Ekonomiden sorumlu Başbakan Yardımcısı Ali Babacan, geçtiğimiz günlerde “Barış süreci tamamlandığında, Türkiye’nin en çok yatırım çekecek bölgesi Güneydoğu olacak” demişti. Babacan’ın bu sözlerini hatırlatan Atalay, hükümetin yaptığı altyapı yatırımlarına da dikkati çekerek “Bölgede büyük bir yatırım patlaması olacak” diyor.
Olması da lazım zaten! Zira onları dinlerken Diyarbakır’ın ihracat rakamına bakıyorum; zenginlikleri saymakla bitmeyecek bu kentin geçen yılki ihracatı sadece 200 milyon dolar. Yani Türkiye’nin 150 milyar dolarlık ihracatının binde 2’si bile değil. Bu 200 milyon doların üçte biri de blok mermer. Görüyor musunuz potansiyelin büyüklüğünü?
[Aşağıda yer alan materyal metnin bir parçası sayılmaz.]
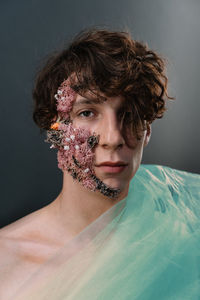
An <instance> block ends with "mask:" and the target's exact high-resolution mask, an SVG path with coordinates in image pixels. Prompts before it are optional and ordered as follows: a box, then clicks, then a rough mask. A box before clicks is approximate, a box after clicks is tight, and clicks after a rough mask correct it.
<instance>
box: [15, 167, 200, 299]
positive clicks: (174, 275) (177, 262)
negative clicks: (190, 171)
mask: <svg viewBox="0 0 200 300" xmlns="http://www.w3.org/2000/svg"><path fill="white" fill-rule="evenodd" d="M15 299H35V300H36V299H52V300H61V299H67V300H72V299H73V300H75V299H77V300H78V299H79V300H83V299H84V300H85V299H91V300H95V299H98V300H110V299H113V300H118V299H119V300H155V299H156V300H157V299H162V300H165V299H167V300H186V299H188V300H189V299H191V300H197V299H200V175H198V174H192V173H188V172H183V171H178V170H175V169H171V168H168V167H163V166H157V165H141V166H140V168H139V169H138V171H137V173H136V175H135V176H134V178H133V179H132V181H131V183H130V188H129V193H128V196H127V197H126V198H125V199H123V200H121V201H120V202H118V203H117V204H115V205H114V206H113V207H112V208H110V209H109V210H108V211H106V212H105V213H104V214H103V215H101V216H100V217H99V218H98V219H97V220H95V221H94V222H93V223H91V224H90V225H89V226H88V227H86V228H85V229H84V230H83V231H82V232H81V233H80V234H79V235H78V236H76V237H75V238H74V239H73V240H72V241H70V243H68V244H67V245H66V246H65V247H64V248H63V249H61V251H60V252H59V253H57V254H56V256H54V257H53V258H52V259H51V260H50V261H48V262H47V263H46V264H44V265H43V266H41V268H40V269H39V270H38V272H37V273H36V274H34V276H32V277H31V278H30V279H29V280H28V281H27V283H26V284H25V285H24V286H23V287H22V288H21V289H20V291H19V293H18V294H17V295H16V297H15Z"/></svg>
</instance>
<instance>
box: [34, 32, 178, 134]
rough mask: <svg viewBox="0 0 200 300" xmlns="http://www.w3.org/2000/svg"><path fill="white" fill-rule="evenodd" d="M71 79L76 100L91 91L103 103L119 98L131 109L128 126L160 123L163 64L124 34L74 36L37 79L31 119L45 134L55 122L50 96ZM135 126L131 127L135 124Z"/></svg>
mask: <svg viewBox="0 0 200 300" xmlns="http://www.w3.org/2000/svg"><path fill="white" fill-rule="evenodd" d="M72 74H75V78H76V82H74V84H72V86H71V87H72V88H73V89H74V90H75V91H76V92H78V93H79V94H84V92H86V91H92V92H93V93H95V94H96V95H98V96H99V95H102V94H103V95H105V96H107V97H111V96H117V95H121V96H123V97H124V98H125V99H126V100H127V103H128V105H129V108H130V109H131V112H132V116H131V120H130V117H129V118H128V119H129V122H128V123H130V121H131V123H132V126H133V128H134V130H136V132H137V128H138V124H142V126H143V129H145V124H146V122H148V123H152V122H153V121H154V120H155V119H157V118H162V116H163V114H164V112H165V110H166V100H167V99H174V98H173V97H169V96H168V94H167V82H168V79H167V76H166V74H165V60H164V59H163V58H161V56H159V55H158V54H157V53H156V52H155V51H152V50H150V49H149V48H148V46H147V45H146V44H143V43H142V42H138V41H135V40H133V39H132V38H131V36H130V34H129V33H128V32H119V31H110V30H105V29H96V28H92V29H89V30H84V31H82V32H81V33H80V34H78V35H77V36H76V37H75V38H74V40H73V41H72V42H71V44H70V45H69V46H68V47H67V48H65V49H64V50H62V51H59V52H56V53H54V54H53V55H52V56H51V57H50V58H49V59H48V60H47V62H46V64H45V66H44V67H43V68H42V69H41V71H40V72H39V73H38V75H37V79H36V83H35V87H34V90H33V98H34V111H33V119H34V121H35V123H36V124H37V125H38V126H39V127H40V128H41V129H47V130H48V129H49V128H50V126H51V124H52V120H55V118H56V117H57V110H56V99H55V97H54V95H55V94H56V92H57V89H58V87H59V86H60V85H61V83H62V82H63V81H64V80H65V79H67V78H68V77H69V76H70V75H72ZM133 120H134V121H133Z"/></svg>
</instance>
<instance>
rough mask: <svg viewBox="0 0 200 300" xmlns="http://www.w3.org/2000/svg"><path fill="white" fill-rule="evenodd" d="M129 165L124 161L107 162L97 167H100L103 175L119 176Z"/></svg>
mask: <svg viewBox="0 0 200 300" xmlns="http://www.w3.org/2000/svg"><path fill="white" fill-rule="evenodd" d="M127 165H128V164H127V163H125V162H123V161H117V162H112V161H105V162H102V163H100V164H98V165H96V167H98V168H99V170H101V172H103V173H109V174H117V173H121V172H123V171H124V169H125V168H126V166H127Z"/></svg>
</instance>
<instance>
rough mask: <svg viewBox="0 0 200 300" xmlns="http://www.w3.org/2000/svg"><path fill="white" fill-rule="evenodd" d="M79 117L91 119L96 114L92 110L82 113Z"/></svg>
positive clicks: (86, 111) (79, 114)
mask: <svg viewBox="0 0 200 300" xmlns="http://www.w3.org/2000/svg"><path fill="white" fill-rule="evenodd" d="M78 115H79V116H81V117H84V118H89V117H93V116H94V113H93V112H92V111H91V110H84V111H82V112H80V113H79V114H78Z"/></svg>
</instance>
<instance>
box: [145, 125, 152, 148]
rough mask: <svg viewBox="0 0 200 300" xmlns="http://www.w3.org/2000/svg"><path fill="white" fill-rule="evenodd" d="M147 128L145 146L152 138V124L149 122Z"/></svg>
mask: <svg viewBox="0 0 200 300" xmlns="http://www.w3.org/2000/svg"><path fill="white" fill-rule="evenodd" d="M146 125H147V129H146V132H145V138H144V147H145V146H147V145H148V143H149V141H150V138H151V124H149V123H148V122H147V124H146Z"/></svg>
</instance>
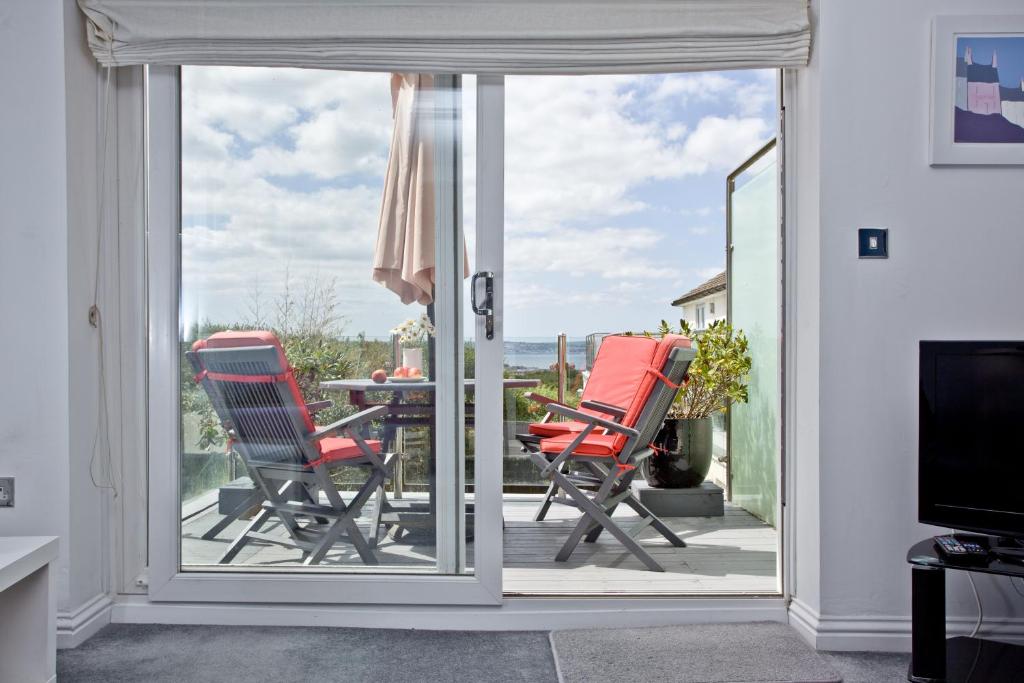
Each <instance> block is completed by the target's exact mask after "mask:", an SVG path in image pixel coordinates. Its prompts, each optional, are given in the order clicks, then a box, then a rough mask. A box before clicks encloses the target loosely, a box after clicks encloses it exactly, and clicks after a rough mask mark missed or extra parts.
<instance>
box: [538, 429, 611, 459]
mask: <svg viewBox="0 0 1024 683" xmlns="http://www.w3.org/2000/svg"><path fill="white" fill-rule="evenodd" d="M578 436H579V434H562V435H561V436H552V437H550V438H543V439H541V451H542V452H543V453H550V454H558V453H561V452H562V451H564V450H565V447H566V446H567V445H568V444H569V443H571V442H572V440H573V439H574V438H577V437H578ZM620 447H621V446H620ZM617 454H618V451H616V450H615V437H614V435H612V434H588V435H587V437H586V438H585V439H584V440H583V442H582V443H581V444H580V445H578V446H577V450H575V451H573V452H572V455H575V456H597V457H600V458H611V457H613V456H615V455H617Z"/></svg>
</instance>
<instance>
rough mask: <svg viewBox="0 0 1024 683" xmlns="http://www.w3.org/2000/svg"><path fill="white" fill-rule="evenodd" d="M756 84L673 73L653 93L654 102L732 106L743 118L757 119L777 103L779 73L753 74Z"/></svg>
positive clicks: (728, 77)
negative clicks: (706, 103)
mask: <svg viewBox="0 0 1024 683" xmlns="http://www.w3.org/2000/svg"><path fill="white" fill-rule="evenodd" d="M753 75H754V79H753V81H748V80H744V79H740V78H736V77H732V76H726V75H724V74H719V73H711V72H709V73H699V74H673V75H670V76H666V77H665V78H664V79H663V80H662V81H660V82H659V83H658V84H657V86H656V87H655V88H654V89H653V91H652V92H651V93H650V98H651V100H653V101H654V102H658V103H666V102H674V103H677V104H682V105H687V104H689V103H691V102H725V101H728V102H730V103H731V105H732V108H733V109H734V110H735V111H736V113H737V114H738V115H739V116H742V117H753V116H762V115H766V114H768V110H769V108H770V106H771V105H772V104H774V103H775V88H776V83H775V78H776V76H775V72H774V71H772V70H764V71H757V72H753Z"/></svg>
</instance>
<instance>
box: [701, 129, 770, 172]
mask: <svg viewBox="0 0 1024 683" xmlns="http://www.w3.org/2000/svg"><path fill="white" fill-rule="evenodd" d="M771 136H772V130H771V129H770V128H769V126H768V123H767V122H766V121H765V120H764V119H759V118H755V117H748V118H737V117H732V116H730V117H718V116H707V117H705V118H702V119H700V121H699V122H698V123H697V125H696V128H694V130H693V132H692V133H691V134H690V136H689V137H687V138H686V142H685V143H684V144H683V156H684V158H685V159H686V164H687V165H688V166H689V167H691V168H696V169H700V170H699V172H701V173H705V172H708V171H731V170H732V169H734V168H735V167H736V166H738V165H739V164H741V163H742V162H743V161H744V160H745V159H748V158H749V157H750V156H751V155H752V154H754V153H755V152H757V151H758V148H760V147H761V146H762V145H763V144H764V143H765V142H767V141H768V139H770V138H771Z"/></svg>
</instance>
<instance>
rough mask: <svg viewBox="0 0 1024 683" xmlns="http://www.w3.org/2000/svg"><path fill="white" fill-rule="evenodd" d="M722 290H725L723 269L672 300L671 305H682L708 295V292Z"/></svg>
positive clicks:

Zaten özel sektör de kokuyu almış. Diyarbakır Ticaret ve Sanayi Odası Başkan Yardımcısı Diyadin Gezer, 200’ü aşkın firmanın Organize Sanayi Bölgesi’nde yatırım için kuyrukta beklediğini anlatıyor. Esnaf ve Sanatkârlar Odaları Birliği Başkanı Alican Ebedinoğlu, Nevroz’dan bu yana Birliğe başvurup kayıt yaptıran esnaf sayısının, geçen yılın eş döneminin 2 katı olduğunu söylüyor.
Barış süreci kesintiye uğramadığı takdirde göreceksiniz Diyarbakır uçacak.